Quantum Circuit Implementation of Multi-Dimensional Non-Linear Lattice Models

Abstract

The application of Quantum Computing (QC) to fluid dynamics simulation has developed into a dynamic research topic in recent years. With many flow problems of scientific and engineering interest requiring large computational resources, the potential of QC to speed-up simulations and facilitate more detailed modeling forms the main motivation for this growing research interest. Despite notable progress, many important challenges to creating quantum algorithms for fluid modeling remain. The key challenge of non-linearity of the governing equations in fluid modeling is investigated here in the context of lattice-based modeling of fluids. Quantum circuits for the D1Q3 (one-dimensional, three discrete velocities) Lattice Boltzmann model are detailed along with design trade-offs involving circuit width and depth. Then, the design is extended to a one-dimensional lattice model for the non-linear Burgers equation.
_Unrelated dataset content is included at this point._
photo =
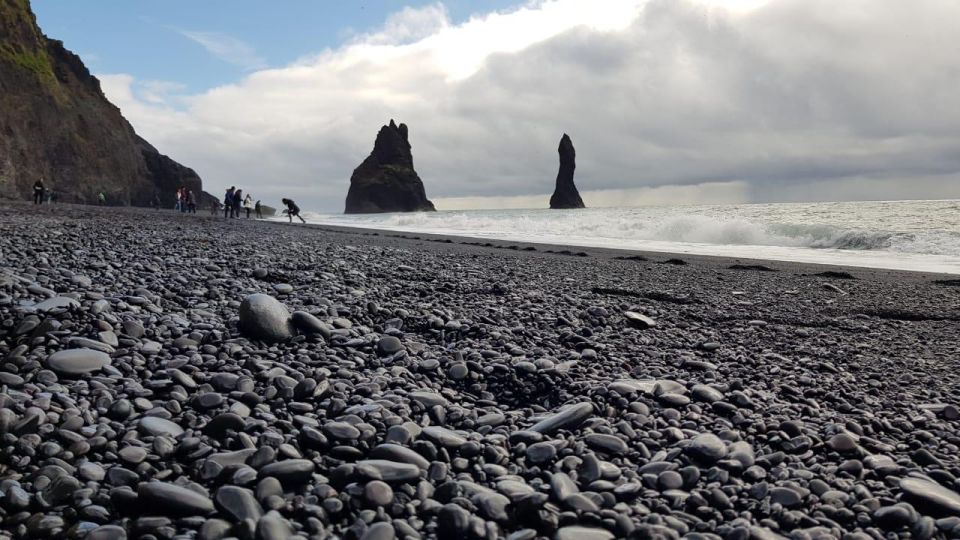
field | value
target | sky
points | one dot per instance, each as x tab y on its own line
666	101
To facilitate the evaluation of non-linear terms, the presented quantum circuits employ quantum computational basis encoding. The second part of this work introduces a novel, modular quantum-circuit implementation for non-linear terms in multi-dimensional lattice models. In particular, the evaluation of kinetic energy in two-dimensional models is detailed as the first step toward quantum circuits for the collision term of two- and three-dimensional Lattice Boltzmann methods. The quantum circuit analysis shows that with O(100) fault-tolerant qubits, meaningful proof-of-concept experiments could be performed in the near future.